Saturday, December 31, 2011

Wednesday, December 28, 2011

out of season

just wandering around the garden today I found these plants in flower (from the top, camelia, feverfew, geranium and cape lily), in addition to our normal winter flowering shrubs mahonia and viburnum. The camelia is at least two months earlier than usual. Any hard frost now will damage the buds. What a strange year!

Saturday, December 24, 2011

only in our imagination

It's been a tumultuous year for everyone everywhere, and a sad one for us, but here's to a Merry Christmas and a prosperous New Year to you all.


Spot and the OHG

Monday, December 19, 2011


At this time of year in the meadows it feels as if the party is over, the tussocks are drab and collapsed, seed heads look like cigarette butts chucked on the floor and ground out, the carpet is sodden, and the buzz of conversation has gone. All that chatting up and flirting, and vivid displaying on the dance floor in party frocks is over. No one has cleared up yet, but one gets the impression that the party goers, once over their hangovers, somehow somewhere will start the party again next year.

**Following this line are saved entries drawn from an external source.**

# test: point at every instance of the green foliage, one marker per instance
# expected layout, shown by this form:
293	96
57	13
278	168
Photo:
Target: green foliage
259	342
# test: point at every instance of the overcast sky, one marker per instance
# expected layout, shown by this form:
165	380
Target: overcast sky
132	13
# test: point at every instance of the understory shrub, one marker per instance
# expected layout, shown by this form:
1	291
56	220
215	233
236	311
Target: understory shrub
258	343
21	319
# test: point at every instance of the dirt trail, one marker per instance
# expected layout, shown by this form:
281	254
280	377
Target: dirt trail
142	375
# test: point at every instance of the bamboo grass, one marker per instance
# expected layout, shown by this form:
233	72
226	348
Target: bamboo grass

Tuesday, December 13, 2011

funnel troops

not a lot is going on at the moment although there are more mushrooms about than usual for the time of year. These very large mushrooms are one of the species of clitocybe and are large enough to be gigantea (edible when boiled) or geotropa (v edible), but are probably just plain old common funnel mushrooms (edible). A group like this is called a troop. As usual I cannot tell which is which. My unease about eating wild mushrooms is not helped by the mention (in only one of my reference books but not the others) of the spread of the Paralysis funnel, (C. amoenolens) which is easily mistaken for the others other than that it smells of ripe pears, the ivory clitocybe (deadly poisonous) which is common on lawns. These look edible but are ivory coloured, and don't smell of much at all! It's back to the superstore then.

Sunday, December 04, 2011

snipe starling

a starling looking very smart after the autumn moult. The new feathers have creamy tips that stand out from the dark background, and the back feathers are paler brown than in the summer. Below is a snipe caught in mid flight. This was one of a party of 6 or 7,  small groups like this are called wisps. There are two types of snipe, common and Jack. This is probably the common snipe becausethe wisp was feeding on very damp marsh land. They are extremely quick on the wing.

Lurchers frighten off rabbit

large buck rabbit looking very scared in flower bed after severe warning as to future conduct. We will stop at nothing to rid our garden of rabbits as long as it doesn't involve running around and barking.